I told you I was the worst.

You're a Wizard, Harry

I traveled to Orlando in February for work and I absolutely took advantage of being down there to visit The Wizarding World of Harry Potter for the first time. And my goodness, friends, it will not be the last.

As a teenager, I remember thinking that I wasn't quite sure I bought into the idea of an afterlife, but if there was a heaven, it would for me be the ability to pass in and out of the innumerable fictional worlds that I loved. I still feel like this would be a pretty boss way to spend the life eternal, however unlikely it is.

But, at least I will die someday having spent time in Diagon Alley. Everything I read before our trip stressed that the meticulous and loving attention to detail in the parks is what makes them so special, and I couldn't agree more.

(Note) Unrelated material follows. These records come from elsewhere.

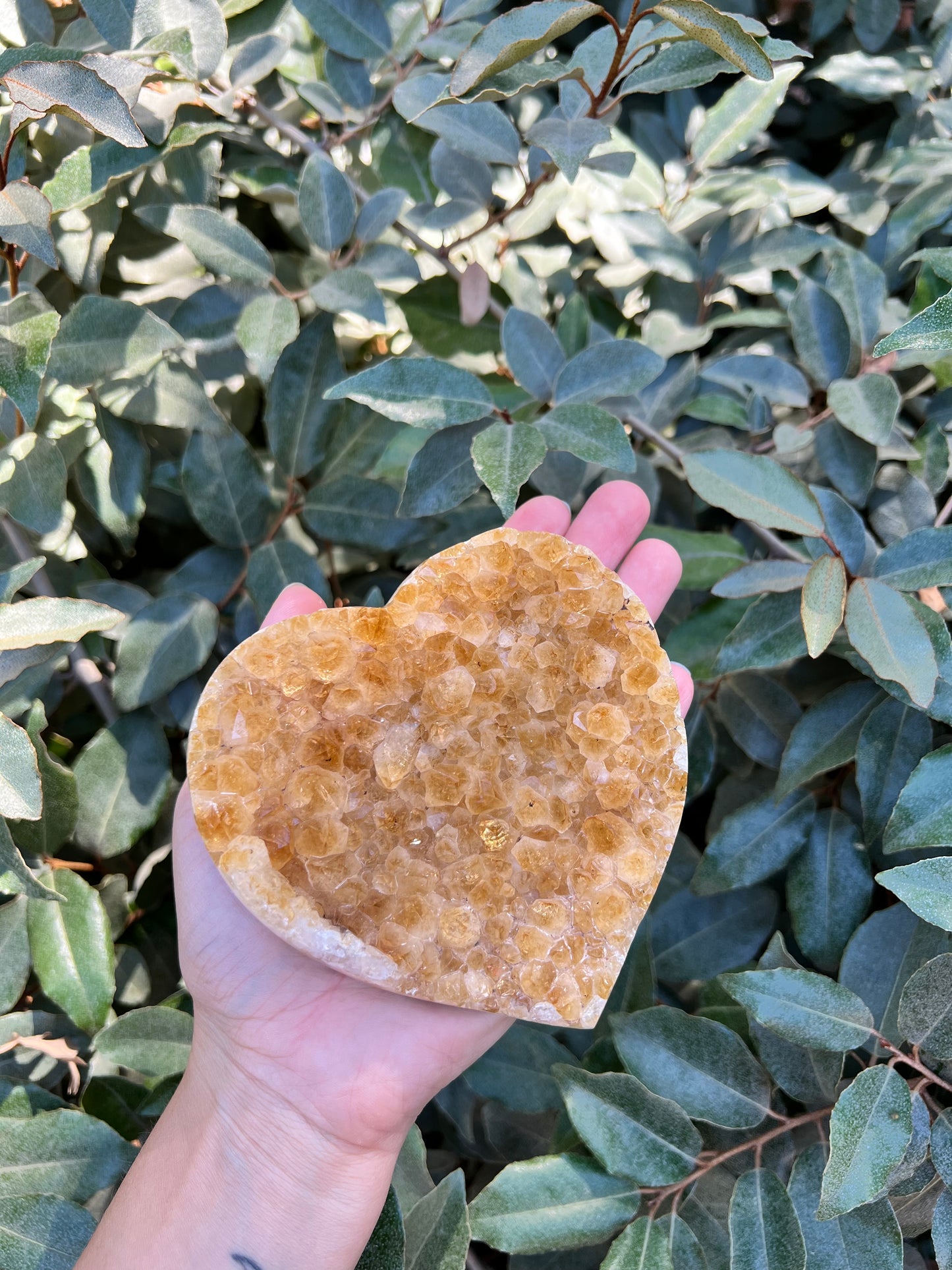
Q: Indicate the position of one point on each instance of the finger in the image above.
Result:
(686, 686)
(293, 602)
(611, 521)
(653, 571)
(545, 515)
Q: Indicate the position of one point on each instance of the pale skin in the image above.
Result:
(277, 1149)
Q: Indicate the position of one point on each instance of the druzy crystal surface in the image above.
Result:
(467, 795)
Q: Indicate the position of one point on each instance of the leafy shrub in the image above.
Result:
(702, 253)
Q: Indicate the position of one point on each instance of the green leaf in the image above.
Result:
(24, 221)
(642, 1245)
(754, 488)
(894, 739)
(532, 351)
(479, 130)
(220, 244)
(418, 390)
(122, 778)
(820, 333)
(770, 634)
(867, 405)
(827, 736)
(555, 1201)
(43, 1232)
(504, 456)
(823, 602)
(763, 1225)
(154, 1042)
(360, 512)
(931, 330)
(926, 887)
(34, 483)
(762, 575)
(866, 1238)
(802, 1008)
(327, 204)
(870, 1130)
(266, 328)
(920, 559)
(14, 954)
(697, 1063)
(829, 888)
(706, 558)
(438, 1227)
(721, 34)
(20, 797)
(76, 90)
(744, 111)
(102, 335)
(568, 141)
(754, 842)
(356, 28)
(922, 816)
(697, 937)
(760, 714)
(926, 1006)
(163, 644)
(516, 1071)
(515, 37)
(589, 432)
(616, 367)
(297, 417)
(276, 565)
(60, 1153)
(226, 489)
(632, 1132)
(72, 950)
(442, 474)
(880, 958)
(889, 635)
(16, 878)
(385, 1249)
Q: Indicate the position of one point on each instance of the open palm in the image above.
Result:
(361, 1062)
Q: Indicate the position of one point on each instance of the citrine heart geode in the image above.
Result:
(467, 795)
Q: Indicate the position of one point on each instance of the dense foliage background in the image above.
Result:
(597, 243)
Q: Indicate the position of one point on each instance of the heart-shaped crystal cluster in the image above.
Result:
(467, 795)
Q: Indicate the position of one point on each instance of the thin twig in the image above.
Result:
(83, 667)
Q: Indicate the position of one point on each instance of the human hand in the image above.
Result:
(357, 1062)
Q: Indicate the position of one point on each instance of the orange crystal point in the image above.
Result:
(467, 795)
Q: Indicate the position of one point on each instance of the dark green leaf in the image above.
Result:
(122, 778)
(763, 1225)
(590, 434)
(43, 1232)
(632, 1132)
(694, 1062)
(163, 644)
(555, 1201)
(154, 1042)
(866, 1238)
(504, 456)
(61, 1153)
(828, 734)
(72, 950)
(870, 1130)
(829, 888)
(754, 842)
(890, 637)
(802, 1008)
(226, 489)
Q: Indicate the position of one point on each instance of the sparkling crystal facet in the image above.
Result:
(467, 795)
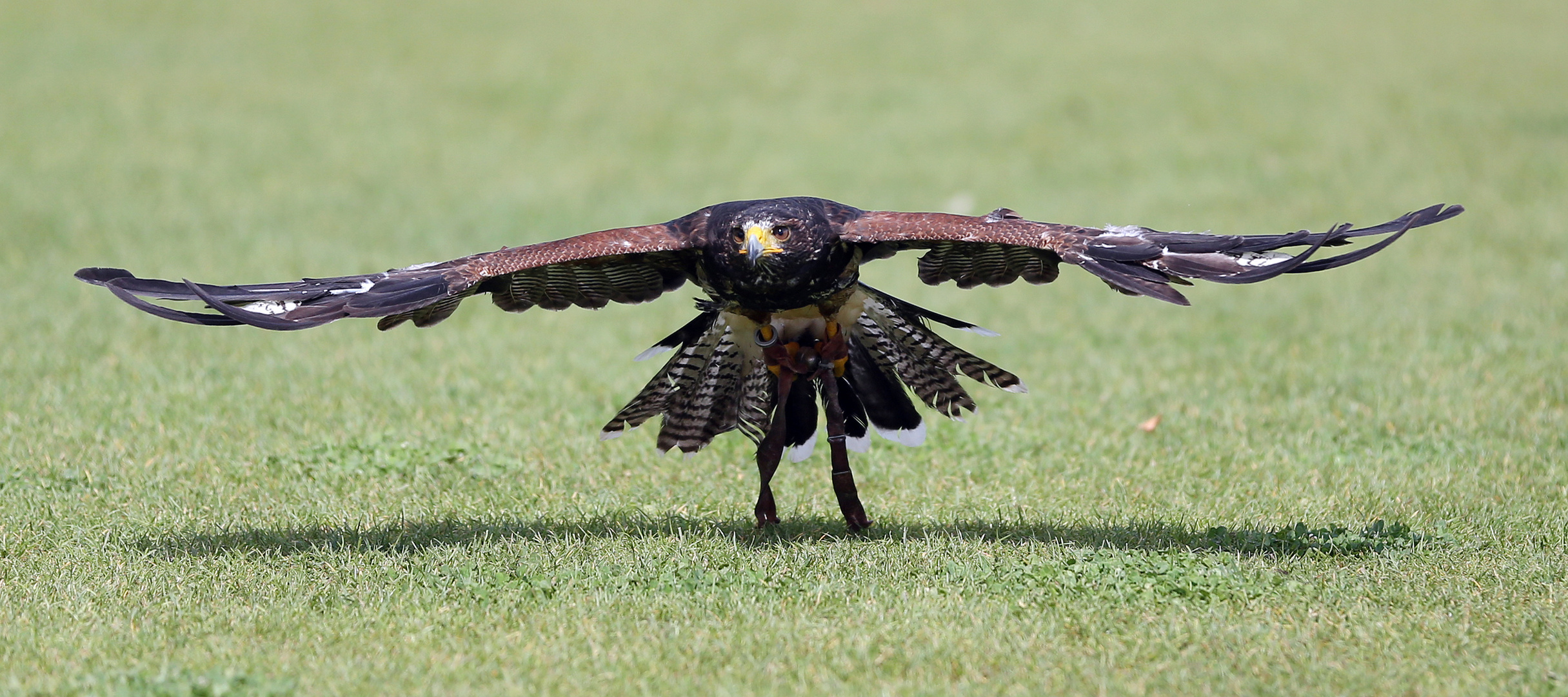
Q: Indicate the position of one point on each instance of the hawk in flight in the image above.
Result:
(788, 321)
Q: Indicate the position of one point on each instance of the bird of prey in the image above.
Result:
(786, 321)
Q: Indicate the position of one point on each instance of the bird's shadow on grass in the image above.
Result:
(444, 532)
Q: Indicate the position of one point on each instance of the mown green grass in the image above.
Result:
(190, 510)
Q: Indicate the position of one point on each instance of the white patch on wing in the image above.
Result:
(270, 307)
(362, 288)
(979, 330)
(1260, 258)
(905, 437)
(1123, 231)
(653, 352)
(805, 449)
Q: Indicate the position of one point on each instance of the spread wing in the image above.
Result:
(1001, 248)
(623, 266)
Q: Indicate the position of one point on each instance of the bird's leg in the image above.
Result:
(770, 451)
(842, 478)
(835, 354)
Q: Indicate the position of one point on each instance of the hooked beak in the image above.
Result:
(759, 241)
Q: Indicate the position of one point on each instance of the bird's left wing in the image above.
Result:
(590, 270)
(1002, 247)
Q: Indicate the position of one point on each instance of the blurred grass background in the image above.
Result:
(348, 512)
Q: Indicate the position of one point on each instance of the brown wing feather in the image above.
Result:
(1001, 247)
(623, 266)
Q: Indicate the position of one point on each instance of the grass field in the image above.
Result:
(1360, 484)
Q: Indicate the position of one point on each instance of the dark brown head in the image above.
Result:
(777, 248)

I wandered and wondered, making time to see (almost) everything. Rowling's world as imagined in the films is so faithfully recreated I just sat down at one point, nursing an ice cream cone from Florean Fortescue's and soaking it in. Every shop front was spectacularly eccentric, and once inside, most shops took advantage of high ceilings to extend the world building above patrons' heads. I was liberal in my abuse of Instagram's Boomerang feature, capturing parts of the rotations of various animatronics throughout the park.

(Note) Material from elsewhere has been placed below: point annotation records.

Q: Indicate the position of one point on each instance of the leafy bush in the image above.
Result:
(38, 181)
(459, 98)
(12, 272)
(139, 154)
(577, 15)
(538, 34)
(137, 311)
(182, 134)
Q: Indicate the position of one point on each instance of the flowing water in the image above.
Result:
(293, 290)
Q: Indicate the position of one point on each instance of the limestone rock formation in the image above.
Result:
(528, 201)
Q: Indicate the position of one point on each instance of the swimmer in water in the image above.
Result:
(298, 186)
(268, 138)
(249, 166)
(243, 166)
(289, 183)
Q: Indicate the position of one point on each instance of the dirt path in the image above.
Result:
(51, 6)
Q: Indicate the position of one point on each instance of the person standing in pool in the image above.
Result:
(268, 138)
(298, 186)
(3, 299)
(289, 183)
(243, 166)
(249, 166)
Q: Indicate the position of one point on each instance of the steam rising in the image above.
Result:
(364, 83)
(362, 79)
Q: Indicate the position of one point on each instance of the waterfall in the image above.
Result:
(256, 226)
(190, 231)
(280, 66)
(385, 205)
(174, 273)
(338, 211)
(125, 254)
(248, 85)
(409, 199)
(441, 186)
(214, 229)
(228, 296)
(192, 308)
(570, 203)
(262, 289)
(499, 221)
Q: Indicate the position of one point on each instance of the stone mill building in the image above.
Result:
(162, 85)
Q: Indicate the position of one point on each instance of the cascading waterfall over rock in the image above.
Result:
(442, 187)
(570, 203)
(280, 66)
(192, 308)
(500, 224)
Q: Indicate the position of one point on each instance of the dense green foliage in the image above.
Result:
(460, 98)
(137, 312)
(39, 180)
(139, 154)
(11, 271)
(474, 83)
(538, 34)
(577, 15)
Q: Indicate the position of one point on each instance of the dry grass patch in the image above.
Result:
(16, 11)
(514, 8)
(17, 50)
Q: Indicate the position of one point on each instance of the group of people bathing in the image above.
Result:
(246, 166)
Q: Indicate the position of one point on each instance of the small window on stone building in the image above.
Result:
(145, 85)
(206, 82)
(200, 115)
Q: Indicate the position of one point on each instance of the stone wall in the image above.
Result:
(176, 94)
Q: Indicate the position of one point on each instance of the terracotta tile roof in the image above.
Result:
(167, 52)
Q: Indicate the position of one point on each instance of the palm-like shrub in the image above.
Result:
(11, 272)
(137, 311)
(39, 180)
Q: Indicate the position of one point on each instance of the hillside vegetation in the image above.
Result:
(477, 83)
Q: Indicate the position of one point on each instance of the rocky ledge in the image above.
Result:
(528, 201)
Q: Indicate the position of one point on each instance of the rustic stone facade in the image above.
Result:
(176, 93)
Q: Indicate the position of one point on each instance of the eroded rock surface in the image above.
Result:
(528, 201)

I patiently waited my turn behind children to cast spells with the ivy wand that chose me - YEAH THAT HAPPENED - my favorite being the slightly sinister chuckles granted by the spells particular to Knockturn Alley.

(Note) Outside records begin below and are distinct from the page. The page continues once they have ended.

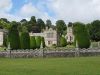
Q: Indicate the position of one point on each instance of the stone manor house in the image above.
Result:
(50, 36)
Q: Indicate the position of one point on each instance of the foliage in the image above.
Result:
(48, 23)
(81, 35)
(94, 30)
(32, 42)
(61, 27)
(5, 40)
(38, 41)
(13, 36)
(50, 66)
(25, 40)
(63, 42)
(40, 24)
(43, 41)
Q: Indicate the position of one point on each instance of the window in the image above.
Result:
(49, 35)
(49, 42)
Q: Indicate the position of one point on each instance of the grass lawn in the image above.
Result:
(50, 66)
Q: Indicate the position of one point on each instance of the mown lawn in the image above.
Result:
(50, 66)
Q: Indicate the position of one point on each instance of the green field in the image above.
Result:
(50, 66)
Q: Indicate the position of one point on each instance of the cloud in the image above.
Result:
(76, 10)
(29, 10)
(68, 10)
(5, 5)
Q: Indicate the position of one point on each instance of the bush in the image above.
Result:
(25, 40)
(63, 42)
(32, 42)
(43, 41)
(13, 37)
(81, 35)
(38, 41)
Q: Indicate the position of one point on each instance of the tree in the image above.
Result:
(25, 39)
(48, 23)
(43, 41)
(13, 36)
(81, 35)
(38, 41)
(40, 24)
(61, 27)
(4, 24)
(63, 42)
(94, 30)
(31, 24)
(32, 42)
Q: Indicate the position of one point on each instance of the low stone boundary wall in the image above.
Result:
(50, 53)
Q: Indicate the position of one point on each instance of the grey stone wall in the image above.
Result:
(50, 52)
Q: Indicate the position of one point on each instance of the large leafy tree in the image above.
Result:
(94, 30)
(61, 27)
(48, 23)
(32, 24)
(40, 24)
(13, 36)
(81, 35)
(4, 24)
(25, 39)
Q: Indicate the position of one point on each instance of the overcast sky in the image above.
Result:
(67, 10)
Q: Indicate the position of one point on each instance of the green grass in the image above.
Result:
(50, 66)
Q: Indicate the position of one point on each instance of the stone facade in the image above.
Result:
(49, 35)
(69, 36)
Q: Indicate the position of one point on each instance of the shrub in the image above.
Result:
(32, 42)
(25, 40)
(38, 41)
(13, 37)
(43, 41)
(81, 35)
(63, 42)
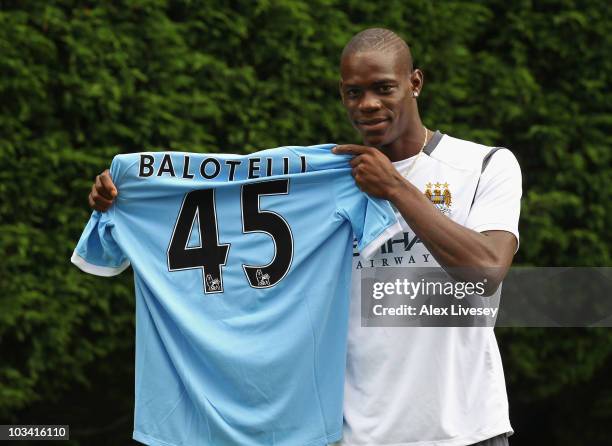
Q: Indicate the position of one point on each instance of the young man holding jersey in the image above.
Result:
(419, 385)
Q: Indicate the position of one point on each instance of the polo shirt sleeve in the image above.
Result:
(497, 201)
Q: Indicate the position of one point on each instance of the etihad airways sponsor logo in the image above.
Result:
(394, 252)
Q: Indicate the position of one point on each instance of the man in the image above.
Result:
(426, 385)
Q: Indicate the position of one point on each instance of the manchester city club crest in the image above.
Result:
(439, 194)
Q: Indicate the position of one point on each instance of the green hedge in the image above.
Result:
(82, 81)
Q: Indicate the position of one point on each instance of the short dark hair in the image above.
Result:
(379, 39)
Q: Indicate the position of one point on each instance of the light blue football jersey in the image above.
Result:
(242, 276)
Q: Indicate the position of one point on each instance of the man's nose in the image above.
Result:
(369, 102)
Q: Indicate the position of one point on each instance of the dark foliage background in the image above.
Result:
(84, 80)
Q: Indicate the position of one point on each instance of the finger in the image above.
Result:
(97, 201)
(107, 181)
(350, 149)
(103, 188)
(357, 161)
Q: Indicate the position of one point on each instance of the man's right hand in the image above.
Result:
(103, 192)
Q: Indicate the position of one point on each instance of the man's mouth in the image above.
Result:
(372, 124)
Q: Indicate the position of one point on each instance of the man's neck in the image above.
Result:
(410, 144)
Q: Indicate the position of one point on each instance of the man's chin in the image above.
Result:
(373, 141)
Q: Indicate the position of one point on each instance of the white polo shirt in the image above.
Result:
(412, 386)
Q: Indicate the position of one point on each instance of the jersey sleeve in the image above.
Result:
(97, 251)
(373, 220)
(497, 201)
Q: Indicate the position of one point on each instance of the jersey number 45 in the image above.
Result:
(211, 255)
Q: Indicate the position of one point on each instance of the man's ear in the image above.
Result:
(416, 80)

I rode Escape from Gringott's and The Forbidden Journey several times each, and the theming while we waited in line was just as delightful and immersive as the rides themselves. I love a good roller coaster, and dark rides are especially lovely for suspending disbelief. By the time I got over to Hogsmeade I was alone, so I didn't even get to see most of the cool stuff in Hogwarts Castle - good thing I'm going back next year.

I'm not even sure that I can choose a favorite thing to see or do, but I will say that the wand choosing ceremony is a must - I only got to participate because it was just us when we went there right as the park opened, and I went again later to watch another, more appropriately aged individual brought up. My wand was also the only thing that I bought myself, and worth every penny galleon. Wandering the parks casting spells - and finding the secret ones! - is an unparalleled treat. Ollivander's is honestly probably the most magical shop, though Weasley's Wizard Wheezes is a very close second. I also loved the puppet show in Diagon Alley, and the ride on the Hogwarts Express was incredibly charming - and surprisingly intimate.

Have you been to The Wizarding World of Harry Potter at Universal Studios? What did you love?